KC: You say that Obama doesn’t like needing people. Other than a normal feeling that many people have of not liking to ask for things, what is that about? 

JH: Obama is an unusual politician. There are very few people in American politics who achieve something — not to mention the Presidency —in which the following two conditions are true: one, they don’t like people. And two, they don’t like politics. 

KC: Obama doesn’t like people? 

JH: I don’t think he doesn’t like people. I know he doesn’t like people. He’s not an extrovert; he’s an introvert. I’ve known the guy since 1988. He’s not someone who has a wide circle of friends. He’s not a backslapper and he’s not an arm-twister. He’s a more or less solitary figure who has extraordinary communicative capacities. He’s incredibly intelligent, but he’s not a guy who’s ever had a Bill Clinton-like network around him. He’s not the guy up late at night working the speed dial calling mayors, calling governors, calling CEOs.
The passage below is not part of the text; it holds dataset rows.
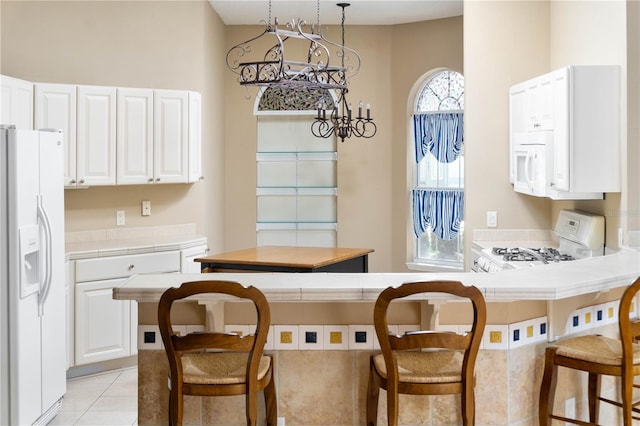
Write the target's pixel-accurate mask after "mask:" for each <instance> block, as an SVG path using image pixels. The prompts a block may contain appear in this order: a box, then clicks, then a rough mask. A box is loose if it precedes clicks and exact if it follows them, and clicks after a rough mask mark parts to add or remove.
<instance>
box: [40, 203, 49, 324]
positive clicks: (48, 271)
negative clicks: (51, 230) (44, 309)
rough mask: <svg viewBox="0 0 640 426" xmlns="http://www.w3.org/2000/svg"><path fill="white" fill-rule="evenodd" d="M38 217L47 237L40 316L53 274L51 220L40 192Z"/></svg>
mask: <svg viewBox="0 0 640 426" xmlns="http://www.w3.org/2000/svg"><path fill="white" fill-rule="evenodd" d="M38 218H39V219H40V223H42V225H43V228H44V238H45V247H46V248H45V256H44V259H45V262H44V263H45V266H44V269H45V271H44V272H45V275H44V279H43V280H42V284H41V285H42V287H41V289H40V294H39V295H38V314H39V315H40V316H43V315H44V303H45V301H46V300H47V296H48V295H49V289H50V288H51V276H52V258H51V256H52V250H51V247H52V245H51V222H50V221H49V215H47V210H46V209H45V208H44V204H43V202H42V194H38Z"/></svg>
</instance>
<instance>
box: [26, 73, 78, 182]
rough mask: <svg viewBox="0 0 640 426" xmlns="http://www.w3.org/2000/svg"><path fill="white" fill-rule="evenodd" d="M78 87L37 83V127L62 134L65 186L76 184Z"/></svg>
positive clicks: (35, 124) (36, 104)
mask: <svg viewBox="0 0 640 426" xmlns="http://www.w3.org/2000/svg"><path fill="white" fill-rule="evenodd" d="M76 97H77V93H76V86H75V85H74V84H50V83H36V85H35V110H36V113H35V127H36V128H37V129H60V130H62V142H63V144H64V184H65V186H74V185H75V184H76V182H77V180H76V176H77V174H76V111H77V101H76V99H77V98H76Z"/></svg>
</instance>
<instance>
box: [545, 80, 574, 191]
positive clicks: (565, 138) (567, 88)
mask: <svg viewBox="0 0 640 426" xmlns="http://www.w3.org/2000/svg"><path fill="white" fill-rule="evenodd" d="M553 93H554V95H553V98H554V101H553V102H554V111H555V112H554V114H555V120H554V123H555V131H554V132H553V174H552V175H551V182H550V183H549V185H550V186H551V189H556V190H558V191H568V190H569V189H570V188H569V184H570V180H569V176H570V175H569V173H570V164H569V159H570V149H571V147H570V142H571V141H570V134H569V70H568V68H563V69H560V70H558V71H556V72H554V73H553Z"/></svg>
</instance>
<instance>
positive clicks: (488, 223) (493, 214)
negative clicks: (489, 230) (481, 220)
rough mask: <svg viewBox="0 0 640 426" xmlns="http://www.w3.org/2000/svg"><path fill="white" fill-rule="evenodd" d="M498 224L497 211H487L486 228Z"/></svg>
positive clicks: (496, 224)
mask: <svg viewBox="0 0 640 426" xmlns="http://www.w3.org/2000/svg"><path fill="white" fill-rule="evenodd" d="M497 226H498V212H496V211H490V212H487V228H495V227H497Z"/></svg>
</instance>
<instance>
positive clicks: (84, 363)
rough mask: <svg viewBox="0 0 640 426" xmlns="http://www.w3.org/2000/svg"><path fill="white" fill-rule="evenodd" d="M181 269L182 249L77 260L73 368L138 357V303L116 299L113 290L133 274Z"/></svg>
mask: <svg viewBox="0 0 640 426" xmlns="http://www.w3.org/2000/svg"><path fill="white" fill-rule="evenodd" d="M180 270H181V252H180V251H179V250H175V251H167V252H158V253H147V254H136V255H127V256H108V257H98V258H91V259H80V260H76V261H75V291H74V294H75V364H74V365H82V364H89V363H93V362H100V361H107V360H111V359H116V358H123V357H127V356H131V355H135V354H137V352H138V351H137V325H138V313H137V312H138V306H137V303H136V302H131V301H123V300H114V299H113V288H114V287H118V286H120V285H122V283H124V282H125V281H126V279H127V278H129V277H130V276H131V275H133V274H150V273H175V272H179V271H180Z"/></svg>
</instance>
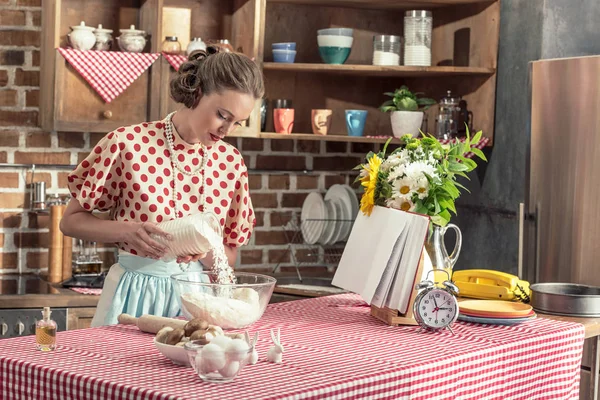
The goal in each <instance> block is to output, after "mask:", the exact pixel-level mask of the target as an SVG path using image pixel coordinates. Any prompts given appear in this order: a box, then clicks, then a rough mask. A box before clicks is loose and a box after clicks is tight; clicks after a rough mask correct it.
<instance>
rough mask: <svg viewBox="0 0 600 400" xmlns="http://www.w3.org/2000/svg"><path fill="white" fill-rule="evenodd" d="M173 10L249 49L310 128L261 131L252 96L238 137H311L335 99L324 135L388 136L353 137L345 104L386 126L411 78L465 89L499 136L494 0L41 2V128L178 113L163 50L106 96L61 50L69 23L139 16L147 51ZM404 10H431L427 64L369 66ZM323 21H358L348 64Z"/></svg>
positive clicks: (440, 87) (284, 0)
mask: <svg viewBox="0 0 600 400" xmlns="http://www.w3.org/2000/svg"><path fill="white" fill-rule="evenodd" d="M167 8H169V9H172V8H184V9H186V10H188V11H187V12H188V13H189V14H190V15H191V18H190V20H191V23H190V26H189V33H190V38H193V37H201V38H202V39H203V40H205V41H210V40H215V39H228V40H229V41H230V42H231V43H232V45H233V47H234V49H235V50H236V51H241V52H243V53H244V54H246V55H248V56H250V57H254V58H255V60H256V62H257V63H258V64H259V65H260V66H261V68H262V69H263V72H264V75H265V82H266V97H267V98H268V99H270V100H271V101H272V100H275V99H278V98H286V99H291V100H292V102H293V108H294V109H295V121H294V133H295V134H305V135H304V136H294V135H291V136H288V135H275V134H273V133H269V132H266V133H261V132H260V103H261V102H260V101H257V103H256V106H255V109H254V111H253V113H252V115H251V118H250V121H249V126H248V127H247V128H245V129H238V130H237V131H236V132H234V134H233V136H254V137H264V138H270V139H272V138H282V139H283V138H285V139H287V138H298V137H301V138H314V136H313V135H312V129H311V123H310V114H311V109H314V108H329V109H332V110H333V111H334V112H333V119H332V127H331V131H330V134H329V135H328V136H326V137H319V139H326V140H331V139H332V137H333V138H334V140H351V141H373V142H377V141H381V140H380V139H368V138H349V137H348V136H347V134H346V128H345V118H344V110H345V109H349V108H351V109H356V108H360V109H365V110H368V112H369V116H368V118H367V124H366V129H365V131H366V132H367V133H366V134H368V135H370V136H379V135H381V136H384V135H391V133H392V131H391V124H390V116H389V114H384V113H382V112H380V111H379V109H378V107H379V106H380V105H381V103H382V102H383V101H385V100H387V98H386V97H385V96H384V95H383V93H384V92H390V91H393V90H394V89H395V88H398V87H400V86H401V85H402V84H406V85H408V86H409V88H410V89H411V90H413V91H417V92H423V93H424V95H425V96H427V97H432V98H434V99H437V100H439V99H440V98H442V97H444V96H445V95H446V92H447V91H448V90H451V91H452V93H453V94H454V95H460V96H462V97H463V99H465V100H466V101H467V103H468V107H469V110H471V111H472V112H473V122H474V128H475V129H476V130H483V133H484V136H486V137H488V138H490V139H492V140H490V145H491V143H492V142H493V134H494V132H493V131H494V112H495V93H496V67H497V54H498V37H499V18H500V5H499V0H427V1H425V2H424V1H420V0H396V1H389V0H323V1H321V0H203V1H198V0H145V1H144V0H125V1H118V0H87V1H85V2H81V1H78V0H48V1H46V0H44V2H43V30H44V35H43V37H44V42H43V45H42V85H41V86H42V87H41V92H42V93H41V96H42V100H41V106H40V116H41V121H42V126H43V127H44V128H45V129H47V130H63V131H92V132H107V131H109V130H111V129H114V128H116V127H118V126H120V125H125V124H129V123H137V122H140V121H144V120H156V119H160V118H164V116H165V115H166V114H167V113H168V112H170V111H173V110H175V109H176V108H177V105H176V104H175V103H174V102H173V101H172V100H171V99H170V95H169V82H170V80H171V78H172V77H173V75H174V73H175V70H174V69H173V67H171V65H170V64H169V63H168V62H167V60H166V59H164V58H163V57H160V58H159V59H158V60H157V61H156V62H155V63H154V64H153V66H152V67H151V68H150V69H149V70H148V71H147V72H146V73H144V74H143V75H142V76H141V77H140V78H138V79H137V80H136V81H135V82H134V83H133V84H132V85H131V86H130V87H129V88H128V89H126V91H125V92H124V93H123V94H121V95H120V96H119V97H117V98H116V99H115V100H114V101H113V102H112V103H110V104H106V103H104V101H103V100H102V99H101V98H100V97H99V96H98V95H97V94H96V93H95V92H94V91H93V89H91V88H90V87H89V86H88V85H87V83H86V82H85V81H83V79H82V78H81V77H80V76H79V74H78V73H77V72H75V71H73V69H72V68H71V67H70V66H68V65H67V63H66V61H65V60H64V59H63V58H62V56H60V55H59V54H57V52H56V50H55V48H56V47H58V46H65V45H66V35H67V33H68V32H69V31H70V29H69V26H72V25H77V24H79V22H80V21H82V20H84V21H85V22H86V24H87V25H92V26H97V25H98V24H100V23H101V24H103V26H104V27H107V28H109V29H113V30H114V34H113V36H114V37H116V36H118V35H119V32H118V30H119V28H125V27H129V25H131V24H135V25H136V27H138V28H140V29H144V30H145V31H146V32H147V33H148V34H149V38H150V39H149V43H148V46H147V48H146V51H150V52H154V53H156V52H159V51H160V47H161V44H162V41H163V39H164V37H165V36H166V35H167V34H172V32H171V30H172V29H171V28H169V26H173V24H175V25H177V21H175V22H173V20H171V21H170V22H169V20H168V19H166V18H165V15H167V14H168V12H165V10H166V9H167ZM409 9H427V10H432V12H433V32H432V66H431V67H408V66H397V67H379V66H373V65H371V64H372V54H373V36H374V35H377V34H393V35H400V36H403V20H404V11H405V10H409ZM92 10H93V12H91V11H92ZM167 11H168V10H167ZM326 27H349V28H353V29H354V43H353V46H352V52H351V54H350V57H349V59H348V60H347V61H346V63H345V64H344V65H328V64H323V63H322V61H321V59H320V57H319V54H318V47H317V38H316V36H317V30H318V29H321V28H326ZM170 29H171V30H170ZM177 29H181V27H180V26H178V27H177ZM186 29H187V28H186ZM289 41H293V42H296V43H297V55H296V60H295V63H294V64H278V63H274V62H272V61H273V59H272V55H271V44H272V43H274V42H289ZM184 47H185V46H184ZM184 50H185V49H184ZM437 112H438V108H437V107H435V106H434V107H431V108H430V109H429V110H428V111H427V130H428V131H429V132H430V133H434V132H435V128H436V127H435V116H436V115H437ZM271 114H272V108H271V104H269V110H268V113H267V130H268V131H270V130H272V129H273V125H272V117H271Z"/></svg>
People say about Obama that it’s a mistake that he hasn’t reached out more to Republicans on Capitol Hill. I say that may be a mistake, but he also hasn’t reached out to Democrats on Capitol Hill. If you walk around [the convention] and button-hole any Democratic Senator you find on the street and ask them how many times they have received a call [from the President] to talk about politics, to talk about legislative strategy, I guarantee you won’t find a lot of people who have gotten one phone call in the last two and a half years. And many of them have never been called. 
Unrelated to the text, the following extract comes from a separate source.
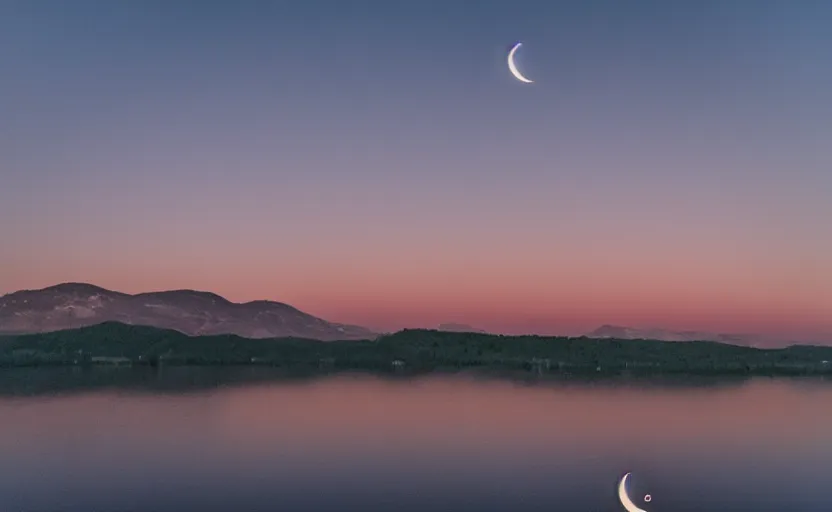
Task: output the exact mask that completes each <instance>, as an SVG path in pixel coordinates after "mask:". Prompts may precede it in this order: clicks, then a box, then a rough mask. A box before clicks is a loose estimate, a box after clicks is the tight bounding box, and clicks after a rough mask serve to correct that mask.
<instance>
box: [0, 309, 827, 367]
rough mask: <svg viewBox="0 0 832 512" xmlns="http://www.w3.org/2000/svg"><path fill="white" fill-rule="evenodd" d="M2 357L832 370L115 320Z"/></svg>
mask: <svg viewBox="0 0 832 512" xmlns="http://www.w3.org/2000/svg"><path fill="white" fill-rule="evenodd" d="M0 364H2V365H4V366H32V365H66V364H71V365H86V364H133V365H161V364H171V365H172V364H189V365H239V364H248V365H251V364H258V365H271V366H278V367H284V368H298V369H309V368H330V369H342V370H349V369H352V370H385V369H396V370H410V371H431V370H454V369H464V368H472V369H473V368H494V369H513V370H519V369H525V370H533V371H536V372H541V373H542V372H551V373H556V372H570V373H577V372H602V373H608V372H610V373H622V372H624V373H630V372H632V373H692V374H693V373H717V374H719V373H745V374H749V373H761V374H771V373H787V374H800V373H832V347H817V346H792V347H788V348H783V349H756V348H751V347H741V346H736V345H728V344H723V343H717V342H706V341H702V342H697V341H692V342H665V341H656V340H617V339H591V338H585V337H581V338H565V337H541V336H498V335H489V334H480V333H459V332H442V331H432V330H404V331H400V332H398V333H395V334H391V335H387V336H383V337H380V338H377V339H375V340H357V341H356V340H345V341H332V342H322V341H318V340H309V339H299V338H278V339H248V338H241V337H238V336H234V335H221V336H187V335H185V334H182V333H180V332H177V331H172V330H165V329H157V328H152V327H141V326H130V325H125V324H120V323H114V322H108V323H103V324H99V325H94V326H90V327H85V328H81V329H74V330H65V331H57V332H51V333H42V334H28V335H17V336H3V337H0Z"/></svg>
I’m not a psychologist, so I don’t know what the root of that is. People have theories about it. But I know in practice he is a guy who likes to operate with a very tight circle around him, trusts very few people easily or entirely. He ran his campaign that way in 2008, he runs his White House that way, and he’s running his campaign that way in 2012. President Obama just doesn’t talk to too many people.
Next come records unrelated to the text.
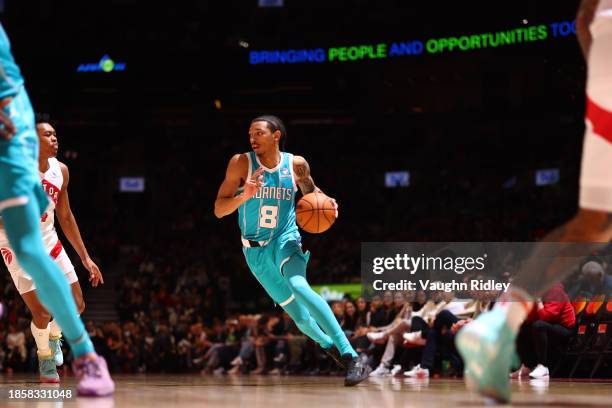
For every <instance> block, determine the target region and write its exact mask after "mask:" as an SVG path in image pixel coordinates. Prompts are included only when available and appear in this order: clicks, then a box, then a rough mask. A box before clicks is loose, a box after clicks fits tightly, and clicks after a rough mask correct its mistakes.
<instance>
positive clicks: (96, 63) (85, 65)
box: [77, 55, 126, 72]
mask: <svg viewBox="0 0 612 408" xmlns="http://www.w3.org/2000/svg"><path fill="white" fill-rule="evenodd" d="M125 66H126V63H125V62H116V61H113V60H112V59H111V58H110V57H109V56H108V55H105V56H103V57H102V59H101V60H100V61H99V62H95V63H88V64H80V65H79V66H78V67H77V72H113V71H125Z"/></svg>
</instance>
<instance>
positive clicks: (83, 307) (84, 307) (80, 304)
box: [75, 297, 85, 314]
mask: <svg viewBox="0 0 612 408" xmlns="http://www.w3.org/2000/svg"><path fill="white" fill-rule="evenodd" d="M75 302H76V305H77V310H78V312H79V314H83V312H84V311H85V300H84V299H83V298H82V297H81V298H80V299H75Z"/></svg>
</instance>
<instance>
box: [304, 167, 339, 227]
mask: <svg viewBox="0 0 612 408" xmlns="http://www.w3.org/2000/svg"><path fill="white" fill-rule="evenodd" d="M293 174H294V175H295V184H297V186H298V187H299V188H300V191H301V192H302V194H303V195H306V194H309V193H321V194H325V193H324V192H323V191H321V189H320V188H319V187H317V186H316V185H315V184H314V180H313V179H312V176H311V175H310V166H309V165H308V162H307V161H306V159H304V158H303V157H302V156H294V157H293ZM332 201H333V202H334V205H335V208H336V217H338V203H336V200H334V199H333V198H332Z"/></svg>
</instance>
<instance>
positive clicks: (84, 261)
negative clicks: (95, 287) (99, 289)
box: [83, 258, 104, 288]
mask: <svg viewBox="0 0 612 408" xmlns="http://www.w3.org/2000/svg"><path fill="white" fill-rule="evenodd" d="M83 266H85V269H87V270H88V271H89V282H91V286H93V287H94V288H95V287H96V286H98V285H99V284H100V283H101V284H104V278H103V277H102V272H100V268H98V265H96V263H95V262H94V261H92V260H91V258H87V259H84V260H83Z"/></svg>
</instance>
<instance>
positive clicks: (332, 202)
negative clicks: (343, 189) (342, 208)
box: [330, 197, 338, 218]
mask: <svg viewBox="0 0 612 408" xmlns="http://www.w3.org/2000/svg"><path fill="white" fill-rule="evenodd" d="M330 199H331V200H332V203H333V204H334V210H336V218H338V202H337V201H336V199H335V198H331V197H330Z"/></svg>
One totally unshocking revelation in Bob Woodward's new book is that the June 2011 "golf summit" where Obama and Speaker of the House John Boehner played golf together helped the two men forge a personal bond. That's ... what people always tell you golf is for, isn't it? The number of rounds of golf the President has played (104 at last count) is hardly excessive—when healthy Eisenhower would come close to that number in one year—but Eisenhower played with big shots to forge personal ties. Obama almost always plays with junior staffers.